We have many new people coming into ACT, some are new to investing while others are seasoned investors but new to ACT. I see the same question(s) being asked by both so this is an attempt to dial in on
ACT's strategy with hESC's. First of all folks, I find all of this scientific and very technical processes and procedures challenging too, so don't feel like the lone ranger. I searched for something that I thought would best describe ACT's ES cell technology approach and felt the two paragraph below essentially covered most if not all the resaons ACT is pursuing this technology in a big way. I have bolded some words in the paragraph below and provided a glossary. Once you understand the vocabulary and re-read paragraphs applying the definitions it should jump out at you a little better, it did for me.
"We believe that solving the potential rejection of ES cells in patients is the greatest scientific obstacle to developing successful therapeutics. Our research and technologies are focused on solving this obstacle by creating stem cell therapeutics with compatible tissues. Compatible tissues are referred to as being histocompatible."

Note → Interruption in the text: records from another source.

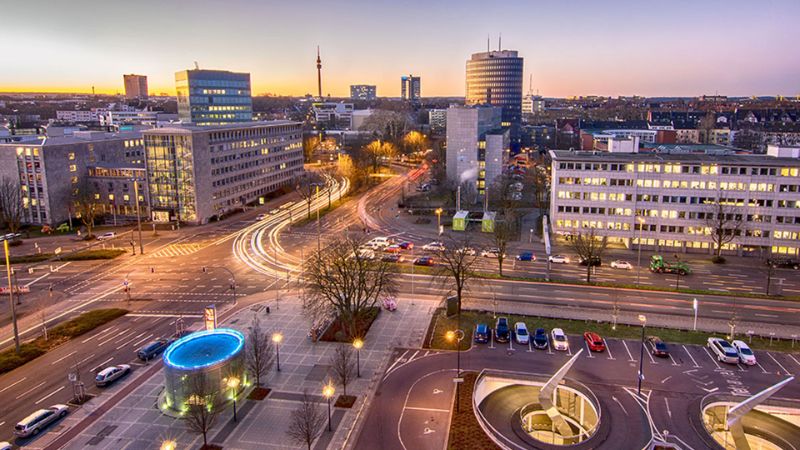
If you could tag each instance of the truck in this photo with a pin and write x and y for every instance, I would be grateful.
(657, 264)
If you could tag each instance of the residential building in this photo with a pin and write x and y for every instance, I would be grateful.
(668, 201)
(410, 88)
(363, 92)
(437, 119)
(477, 145)
(213, 97)
(196, 173)
(333, 115)
(135, 87)
(495, 78)
(51, 172)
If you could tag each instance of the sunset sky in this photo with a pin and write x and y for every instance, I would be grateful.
(580, 47)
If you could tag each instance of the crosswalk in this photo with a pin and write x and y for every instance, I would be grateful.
(173, 250)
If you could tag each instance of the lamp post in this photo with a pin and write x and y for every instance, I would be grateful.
(643, 319)
(277, 338)
(456, 336)
(358, 344)
(233, 383)
(641, 222)
(327, 391)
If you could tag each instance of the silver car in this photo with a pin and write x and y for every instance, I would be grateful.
(39, 420)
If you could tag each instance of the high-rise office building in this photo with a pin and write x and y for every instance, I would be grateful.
(363, 92)
(495, 78)
(135, 86)
(410, 88)
(213, 97)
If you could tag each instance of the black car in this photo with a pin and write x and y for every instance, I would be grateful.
(540, 338)
(594, 261)
(784, 263)
(501, 331)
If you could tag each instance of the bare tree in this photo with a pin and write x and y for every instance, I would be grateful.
(86, 206)
(725, 222)
(11, 208)
(345, 281)
(203, 406)
(589, 247)
(343, 365)
(259, 351)
(306, 422)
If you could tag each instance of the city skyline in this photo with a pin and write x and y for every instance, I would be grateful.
(620, 49)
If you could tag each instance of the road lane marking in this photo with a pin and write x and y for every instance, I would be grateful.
(779, 364)
(63, 358)
(30, 390)
(14, 384)
(49, 395)
(630, 357)
(690, 356)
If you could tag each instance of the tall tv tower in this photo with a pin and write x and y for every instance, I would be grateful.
(319, 75)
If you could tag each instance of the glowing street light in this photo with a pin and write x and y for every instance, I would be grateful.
(327, 391)
(358, 344)
(277, 338)
(233, 383)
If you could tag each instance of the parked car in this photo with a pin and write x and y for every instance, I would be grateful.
(39, 420)
(481, 333)
(111, 374)
(620, 264)
(521, 333)
(434, 246)
(526, 256)
(746, 356)
(560, 341)
(424, 261)
(152, 349)
(593, 261)
(594, 341)
(786, 263)
(392, 257)
(406, 245)
(493, 252)
(501, 331)
(657, 346)
(723, 350)
(540, 338)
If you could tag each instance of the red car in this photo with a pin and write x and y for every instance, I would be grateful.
(594, 341)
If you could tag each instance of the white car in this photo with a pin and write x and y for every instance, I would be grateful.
(620, 264)
(521, 333)
(723, 350)
(559, 339)
(435, 246)
(746, 356)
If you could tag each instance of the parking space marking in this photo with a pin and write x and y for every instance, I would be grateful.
(714, 360)
(779, 364)
(608, 349)
(630, 357)
(690, 356)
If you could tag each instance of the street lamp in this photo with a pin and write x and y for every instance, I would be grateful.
(456, 336)
(277, 338)
(327, 391)
(641, 222)
(643, 319)
(233, 383)
(358, 344)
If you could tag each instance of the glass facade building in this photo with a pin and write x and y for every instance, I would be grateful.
(213, 97)
(495, 78)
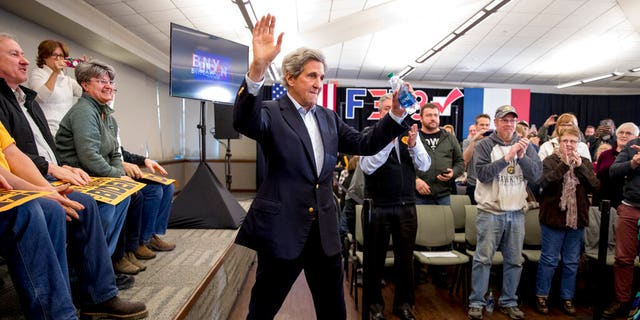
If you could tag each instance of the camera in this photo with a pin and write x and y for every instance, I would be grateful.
(72, 63)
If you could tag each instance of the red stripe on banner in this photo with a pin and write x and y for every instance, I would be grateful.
(521, 100)
(328, 97)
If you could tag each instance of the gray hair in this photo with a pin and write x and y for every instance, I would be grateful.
(634, 128)
(293, 63)
(94, 69)
(4, 35)
(386, 96)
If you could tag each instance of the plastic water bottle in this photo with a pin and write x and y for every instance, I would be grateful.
(407, 100)
(490, 301)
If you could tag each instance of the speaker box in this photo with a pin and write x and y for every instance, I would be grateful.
(223, 113)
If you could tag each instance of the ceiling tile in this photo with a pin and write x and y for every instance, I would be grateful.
(150, 5)
(131, 20)
(115, 9)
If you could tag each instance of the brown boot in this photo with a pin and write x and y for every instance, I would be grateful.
(132, 258)
(144, 253)
(124, 266)
(115, 308)
(158, 244)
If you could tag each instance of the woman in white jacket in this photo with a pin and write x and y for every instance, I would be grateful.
(56, 90)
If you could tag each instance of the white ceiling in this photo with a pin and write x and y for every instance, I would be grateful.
(527, 43)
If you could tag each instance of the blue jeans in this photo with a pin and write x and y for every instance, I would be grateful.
(443, 201)
(507, 232)
(33, 244)
(112, 219)
(557, 243)
(156, 209)
(88, 254)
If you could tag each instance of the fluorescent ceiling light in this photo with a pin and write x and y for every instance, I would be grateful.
(604, 76)
(425, 56)
(444, 42)
(471, 22)
(587, 80)
(495, 5)
(569, 84)
(406, 71)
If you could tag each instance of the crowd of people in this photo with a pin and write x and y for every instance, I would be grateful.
(506, 164)
(54, 127)
(506, 167)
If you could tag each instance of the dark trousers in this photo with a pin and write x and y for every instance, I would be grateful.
(130, 236)
(275, 277)
(471, 192)
(401, 223)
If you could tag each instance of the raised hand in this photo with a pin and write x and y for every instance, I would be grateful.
(413, 134)
(265, 49)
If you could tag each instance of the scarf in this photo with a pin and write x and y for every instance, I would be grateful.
(568, 201)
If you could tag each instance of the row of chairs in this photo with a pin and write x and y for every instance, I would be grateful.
(450, 228)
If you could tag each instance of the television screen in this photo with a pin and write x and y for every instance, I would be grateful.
(205, 67)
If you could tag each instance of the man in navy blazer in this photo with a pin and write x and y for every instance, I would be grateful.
(293, 222)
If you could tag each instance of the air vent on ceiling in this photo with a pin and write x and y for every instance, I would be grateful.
(628, 79)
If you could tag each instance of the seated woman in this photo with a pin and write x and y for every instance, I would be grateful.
(87, 138)
(567, 178)
(55, 89)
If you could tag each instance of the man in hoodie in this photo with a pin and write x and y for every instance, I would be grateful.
(504, 163)
(434, 186)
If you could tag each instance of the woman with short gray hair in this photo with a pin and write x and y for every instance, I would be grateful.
(87, 139)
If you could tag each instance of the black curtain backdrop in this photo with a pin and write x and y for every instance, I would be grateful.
(589, 109)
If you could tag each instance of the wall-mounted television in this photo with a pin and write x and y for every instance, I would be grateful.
(205, 67)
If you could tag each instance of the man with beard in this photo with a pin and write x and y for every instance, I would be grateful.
(434, 186)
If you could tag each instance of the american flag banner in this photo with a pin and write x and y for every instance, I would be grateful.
(328, 95)
(277, 91)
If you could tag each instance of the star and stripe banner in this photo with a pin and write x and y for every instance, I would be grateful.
(328, 95)
(487, 100)
(326, 99)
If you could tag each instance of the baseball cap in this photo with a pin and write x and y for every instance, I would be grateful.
(505, 110)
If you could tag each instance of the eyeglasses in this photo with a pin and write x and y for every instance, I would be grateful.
(104, 82)
(568, 141)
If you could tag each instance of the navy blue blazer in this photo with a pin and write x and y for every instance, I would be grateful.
(293, 194)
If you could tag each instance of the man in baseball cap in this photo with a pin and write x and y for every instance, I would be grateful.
(505, 110)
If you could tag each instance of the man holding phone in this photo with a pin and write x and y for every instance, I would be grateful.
(435, 185)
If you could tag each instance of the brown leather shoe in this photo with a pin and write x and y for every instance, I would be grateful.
(115, 308)
(134, 261)
(144, 253)
(541, 305)
(568, 308)
(124, 266)
(614, 309)
(158, 244)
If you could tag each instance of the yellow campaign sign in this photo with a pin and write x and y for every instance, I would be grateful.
(10, 199)
(156, 178)
(108, 190)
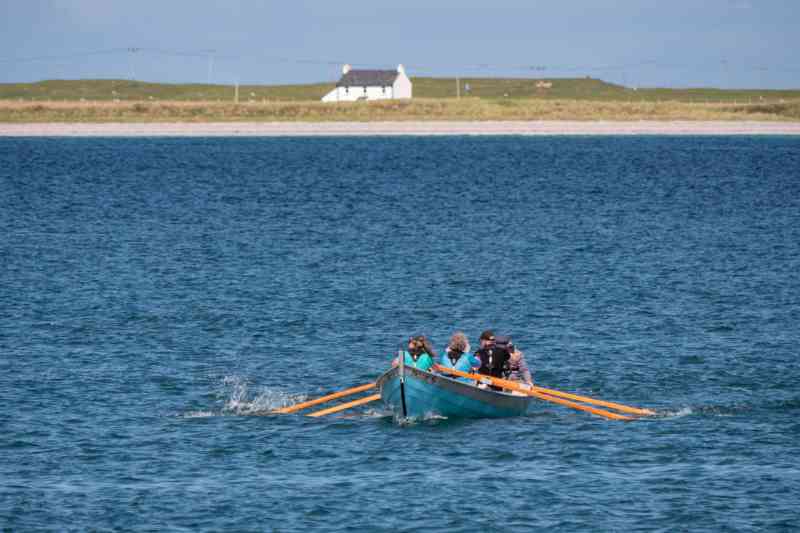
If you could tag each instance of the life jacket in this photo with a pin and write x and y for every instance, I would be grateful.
(423, 361)
(457, 361)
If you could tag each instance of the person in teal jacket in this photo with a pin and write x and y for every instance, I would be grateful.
(420, 353)
(457, 356)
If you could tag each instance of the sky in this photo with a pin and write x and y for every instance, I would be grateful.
(638, 43)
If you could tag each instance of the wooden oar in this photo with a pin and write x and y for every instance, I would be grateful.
(585, 399)
(506, 384)
(329, 397)
(348, 405)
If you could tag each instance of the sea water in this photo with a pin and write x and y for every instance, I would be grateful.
(159, 297)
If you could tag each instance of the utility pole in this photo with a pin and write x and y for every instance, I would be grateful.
(131, 51)
(210, 65)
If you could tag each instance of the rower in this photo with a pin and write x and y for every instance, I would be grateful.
(420, 353)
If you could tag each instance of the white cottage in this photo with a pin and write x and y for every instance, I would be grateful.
(370, 85)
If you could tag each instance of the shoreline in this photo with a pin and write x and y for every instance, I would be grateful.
(410, 128)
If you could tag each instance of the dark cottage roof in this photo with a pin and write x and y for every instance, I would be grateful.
(368, 78)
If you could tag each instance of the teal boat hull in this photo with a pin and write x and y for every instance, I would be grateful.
(425, 394)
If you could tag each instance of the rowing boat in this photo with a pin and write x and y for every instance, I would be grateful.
(411, 392)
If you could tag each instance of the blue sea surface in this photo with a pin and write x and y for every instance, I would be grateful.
(159, 297)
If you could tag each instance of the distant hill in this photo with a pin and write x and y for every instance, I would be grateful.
(495, 88)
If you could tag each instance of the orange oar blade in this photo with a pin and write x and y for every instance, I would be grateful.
(585, 399)
(348, 405)
(329, 397)
(579, 407)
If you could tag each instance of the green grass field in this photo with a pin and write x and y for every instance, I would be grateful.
(562, 88)
(434, 99)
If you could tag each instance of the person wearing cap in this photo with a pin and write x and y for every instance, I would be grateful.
(494, 359)
(420, 353)
(517, 367)
(457, 356)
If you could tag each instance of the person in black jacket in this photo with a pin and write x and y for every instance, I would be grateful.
(493, 355)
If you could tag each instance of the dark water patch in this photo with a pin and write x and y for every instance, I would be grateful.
(161, 297)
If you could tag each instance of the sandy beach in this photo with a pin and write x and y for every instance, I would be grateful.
(279, 129)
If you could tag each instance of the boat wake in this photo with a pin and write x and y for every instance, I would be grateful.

"The strategic focus of our human ES cell technology is to produce cell lines that are both histocompatible with the patient and pluripotent. We have numerous proprietary technologies that we believe will generate histocompatible, pluripotent stem cells for patient-specific application. These cells maximize the potential for effective use as transplants to replace diseased or destroyed cells in human patients. If successfully developed, our cellular reprogramming technologies will make it possible to produce cells that have the proliferative capacity of young cells, have specific therapeutic application, and are immunologically compatible with the patient."
histocompatible
•The immunological characteristic of cells or tissue that causes them to be tolerated by another cell or tissue; that allows some tissues to be grafted effectively to others.
pluripotent
Having the ability to give rise to all of the various cell types of the body.
(ACT's)
cellular reprogramming technologies
This research program involves development of therapies based on the use of genetically identical pluripotent stem cells generated by our cellular reprogramming technologies. These technologies can be used to generate patient-specific pluripotent cells and tissues for transplantation. We believe our technology platform will enable the transformation of a patient's cells into pluripotent ES cells that are histocompatible with the patient and have the potential to be differentiated into any of the over 200 different human cell types that may be therapeutically relevant in treating diseased or destroyed tissues in human patients. We expect that our cellular reprogramming technologies will offer a new avenue for the introduction of targeted genetic modifications in cells and for the regeneration of cell lifespan, thereby making youthful cells available for aging patients. The combination of these advances, the ability to produce young cells of certain kinds that are histocompatible with the patient, is a core potential application of our technology. We believe these cellular reprogramming technologies will be effective therapies where there is time to prepare customized therapy through reprogramming of the patient's own cells.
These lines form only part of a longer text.